The Entry of CSTO Troops Would Be A Point of No Return for Kazakhstan
By Mehman Aliyev
TASS reported on Wednesday that Kazakhstan has appealed to its partners in the Collective Security Treaty Organization (CSTO) for help “in overcoming this terrorist threat. In so doing, Kazakhstan “described the unrest as an act of aggression.
Note that acting CSTO chairman Nikol Pashinyan reacted promptly to this appeal: “Owing to the appeal of Kazakh President Kassym-Jomart Tokayev and in view of the threat to national security and sovereignty of Kazakhstan, caused among other things by foreign interference, the CSTO Collective Security Council decided, in line with Article 4 of the Collective Security Treaty, to send a CSTO collective peacekeeping force to the Republic of Kazakhstan for a limited period to stabilize and normalize the situation there.

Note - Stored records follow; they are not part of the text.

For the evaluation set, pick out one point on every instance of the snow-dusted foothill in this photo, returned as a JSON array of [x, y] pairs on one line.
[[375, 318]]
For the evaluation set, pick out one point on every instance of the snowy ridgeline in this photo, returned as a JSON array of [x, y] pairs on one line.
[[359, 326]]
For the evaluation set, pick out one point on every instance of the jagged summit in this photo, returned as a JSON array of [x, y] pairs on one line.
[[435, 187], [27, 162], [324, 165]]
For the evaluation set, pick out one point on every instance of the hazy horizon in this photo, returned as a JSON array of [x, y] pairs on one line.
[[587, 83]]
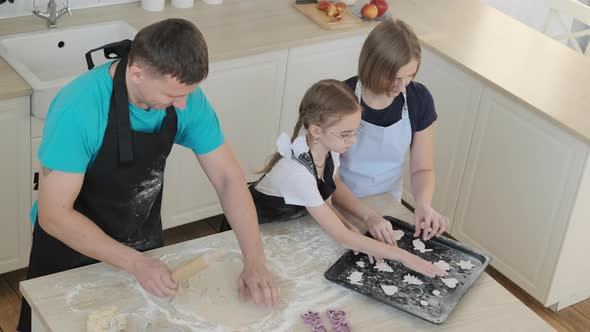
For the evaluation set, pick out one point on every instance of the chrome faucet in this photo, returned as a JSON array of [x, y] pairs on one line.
[[52, 13]]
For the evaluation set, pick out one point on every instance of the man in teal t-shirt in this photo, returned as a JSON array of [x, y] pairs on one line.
[[106, 139]]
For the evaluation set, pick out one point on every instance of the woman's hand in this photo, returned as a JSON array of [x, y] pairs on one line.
[[381, 230], [429, 222]]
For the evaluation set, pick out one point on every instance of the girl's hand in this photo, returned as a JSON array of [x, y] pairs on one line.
[[381, 230], [429, 222], [371, 258]]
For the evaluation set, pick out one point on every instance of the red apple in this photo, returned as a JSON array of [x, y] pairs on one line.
[[331, 11], [369, 11], [336, 17], [323, 5], [381, 6], [340, 6]]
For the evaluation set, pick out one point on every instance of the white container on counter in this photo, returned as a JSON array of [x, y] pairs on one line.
[[183, 3], [153, 5]]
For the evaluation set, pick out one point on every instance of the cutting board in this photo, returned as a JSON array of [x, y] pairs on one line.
[[320, 18]]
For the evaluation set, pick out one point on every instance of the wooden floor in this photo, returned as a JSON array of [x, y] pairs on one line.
[[575, 318]]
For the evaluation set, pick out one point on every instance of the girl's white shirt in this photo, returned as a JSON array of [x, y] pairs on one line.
[[290, 179]]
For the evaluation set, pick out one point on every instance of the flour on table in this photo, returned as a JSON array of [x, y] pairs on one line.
[[450, 282], [412, 280], [420, 246], [106, 319], [355, 278], [383, 267], [466, 265], [442, 265], [389, 289], [213, 293], [398, 234]]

However, in his address to the nation Wednesday afternoon, Tokayev spoke of highly organized bandit and hooligan elements, of a carefully thought-out conspiratorial action plan that was financially motivated. Not a word about terrorism and aggression.
The very wording “aggression”, i.e. an external attack, was used later to justify the introduction of CSTO troops into Kazakhstan under Article 4 of the Collective Security Treaty: “If one of the member-states is subjected to aggression (armed attack threatening security, stability, territorial integrity and sovereignty), it will be considered by the member-states as aggression (armed attack threatening security, stability, territorial integrity and sovereignty) against all member-states. In case of aggression (armed attack threatening security, stability, territorial integrity and sovereignty) against any of the member-states, all other states, at the request of this member-state, will immediately provide it with the necessary assistance, including military, as well as support with the means at their disposal to ensure the right of collective defense to comply with Article 51 of the UN Charter.
However, there are no facts of aggression on the part of neighboring or other states against Kazakhstan. In other words, Article 4 cannot be used or it will be used in violation of the UN Charter. Article 51 of the UN Charter states: “This Charter shall in no way affect the inherent right of individual or collective self-defense if an armed attack occurs against a member state, until the Security Council has taken the measures required to maintain international peace and security. Measures taken by member-states to ensure the right of self-defense shall be immediately reported to the Security Council and shall in no way affect the authority and responsibility of the Security Council, under the present Charter, to take at any time such action, as it deems necessary to maintain or restore international peace and security.
Again, there is no fact of attack. Perhaps, we are talking about hybrid warfare or aggression. But then, if the head of Kazakhstan talks about aggression and terrorism, he must promptly submit to the UN Security Council, as required by the Charter, evidence of this and inform the UN about it – the organization where he worked in a high position, and knows better than anyone the mechanisms of this organization’ involvement.
In his address to the nation on January 5, Tokayev speaks clearly about the internal nature of the events. Moreover, Tokayev admits that the root of the problem is the political crisis in the country: “In the near future I will make new proposals on political transformation of Kazakhstan. I continue to adhere to the same position of consistent reforms”.
However, implementation of the reforms at gunpoint of “peacekeepers” is not the way to establish trust between the power and the society. This is fundamentally wrong. The Kazakh people will perceive the introduction of troops as an act of aggression by the CSTO, as it was perceived in Azerbaijan when on January 20, 1990 the Soviet troops were introduced into Baku for “the establishment of constitutional order”. This was the point of no return to the Soviet past.